In Amman, 4th Mechanized Division commanded by Brigadier Kasab al-Jazy operated and 60th Armored Brigade of the division commanded by Colonel Alawi Jarrad was at the forefront. After 1967 war, 3rd Iraqi Armored Division had stayed back in Jordan and was deployed in Zarqa. King Hussain was suspicious about the motives of Iraqis and he deployed 99th Brigade commanded by Colonel Khalil Hajhuj of 3rd Jordanian Armored Division near Iraqis to keep them in check. However, young Saddam Hussain emerging from his own recent successful power struggle inside Iraq shrewdly pulled Iraqi troops away from conflict area and finally removed them from Jordan to avoid getting entangled.
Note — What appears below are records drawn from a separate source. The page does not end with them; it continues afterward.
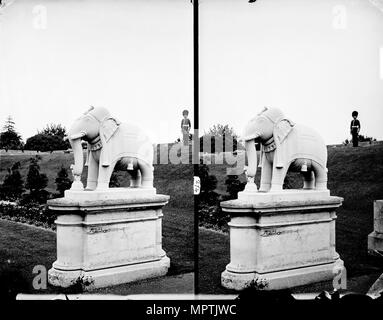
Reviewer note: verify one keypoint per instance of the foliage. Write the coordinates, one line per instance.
(219, 130)
(32, 213)
(13, 185)
(233, 186)
(9, 138)
(212, 217)
(46, 142)
(36, 182)
(114, 181)
(221, 138)
(62, 181)
(54, 130)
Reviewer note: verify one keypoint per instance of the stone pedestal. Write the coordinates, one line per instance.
(375, 238)
(281, 240)
(108, 237)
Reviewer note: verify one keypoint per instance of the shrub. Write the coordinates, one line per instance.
(62, 181)
(36, 182)
(32, 213)
(233, 186)
(45, 142)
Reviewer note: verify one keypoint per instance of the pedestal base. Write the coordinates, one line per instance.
(281, 239)
(108, 276)
(281, 279)
(375, 244)
(106, 238)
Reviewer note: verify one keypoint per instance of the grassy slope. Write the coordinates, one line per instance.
(354, 174)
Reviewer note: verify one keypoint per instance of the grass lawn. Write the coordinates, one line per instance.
(356, 174)
(23, 247)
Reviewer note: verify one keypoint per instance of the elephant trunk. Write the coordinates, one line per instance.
(78, 156)
(251, 158)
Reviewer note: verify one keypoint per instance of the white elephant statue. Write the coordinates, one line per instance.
(110, 143)
(284, 145)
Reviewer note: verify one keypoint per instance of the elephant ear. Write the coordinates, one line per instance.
(108, 127)
(281, 130)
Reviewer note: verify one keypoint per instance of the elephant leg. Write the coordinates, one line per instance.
(320, 176)
(266, 176)
(135, 179)
(146, 174)
(308, 180)
(104, 174)
(278, 176)
(91, 182)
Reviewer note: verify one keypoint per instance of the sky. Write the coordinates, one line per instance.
(58, 57)
(315, 60)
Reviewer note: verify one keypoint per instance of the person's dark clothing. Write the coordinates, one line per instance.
(185, 127)
(354, 129)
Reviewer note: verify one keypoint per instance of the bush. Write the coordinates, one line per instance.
(32, 213)
(233, 186)
(36, 182)
(62, 181)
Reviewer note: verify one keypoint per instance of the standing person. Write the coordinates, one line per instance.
(185, 127)
(355, 128)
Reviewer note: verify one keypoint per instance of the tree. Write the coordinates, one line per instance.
(13, 185)
(114, 181)
(233, 186)
(36, 181)
(45, 142)
(9, 138)
(221, 137)
(54, 130)
(62, 181)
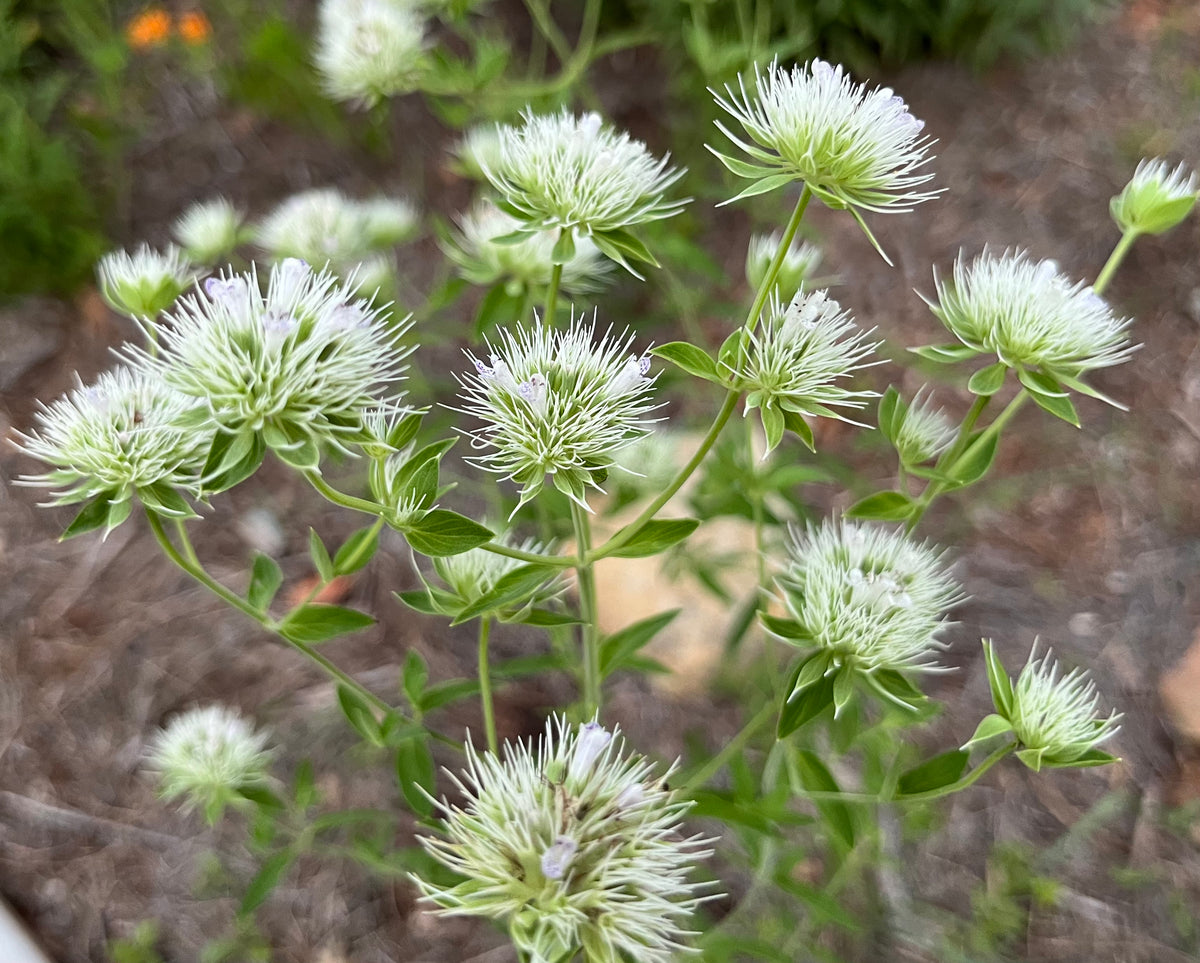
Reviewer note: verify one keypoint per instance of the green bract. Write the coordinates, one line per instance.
(1156, 199)
(145, 282)
(115, 440)
(556, 404)
(1030, 316)
(575, 845)
(582, 178)
(853, 148)
(792, 365)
2nd Jordanian Infantry Division was based in Irbid near the Syrian border. Palestinian guerrillas had taken control of the town. Syria entered the fray in support of Palestinians by sending 5th Division commanded by Brigadier Ahmed al-Amir. This was a reinforced division consisting of 67th Mechanized, 88th Armored and 91st Armored Brigades of Syrian army and Hittin Brigade consisting of Palestinians. Commanding officer of 2nd Jordanian Infantry Division Brigadier Bahjat al-Muhaisen (he was married to a woman from a prominent Palestinian family) went AWOL and Brigadier Zia took command of the division at the request of King Hussain. 2nd Jordanian Infantry Division was shaky after desertion of Jordanian commander and Zia helped to keep the formation intact. This division helped to take back control of Irbid. Syrian armored thrust near Irbid was tackled by 40th Armored Brigade commanded by Colonel Atallah Ghasib of 3rd Jordanian Armored Division. Major damage to Syrian armor was done by Royal Jordanian Air Force. Inside Syria, a power struggle between Saleh Jadid and Defence Minister and Air Force commander Hafiz al-Asad was at its peak and Asad decided to keep Syrian Air Force out of conflict. In the absence of air cover, Syrian forces were mauled by Jordanian air force and within two days, battered Syrian troops retreated back. Two months later, Asad took control of the affairs of the country sending Jadid to prison. In 1970, Nawazish gave a bad Annual Confidential Report (ACR) to Zia although details of it are not available. It is not clear whether report was written before or after September 1970. Apparently, report was bad enough to possibly end Zia’s career at the rank of Brigadier. Zia asked his former Commanding Officer (CO) of Guides Cavalry Colonel (R) Pir Abdullah Shah for help. Abdullah asked then Chief of General Staff (CGS) Major General Gul Hassan Khan (Zia had also served under Gul Hassan) and report was quashed by army chief General Yahya Khan on Gul’s recommendation.”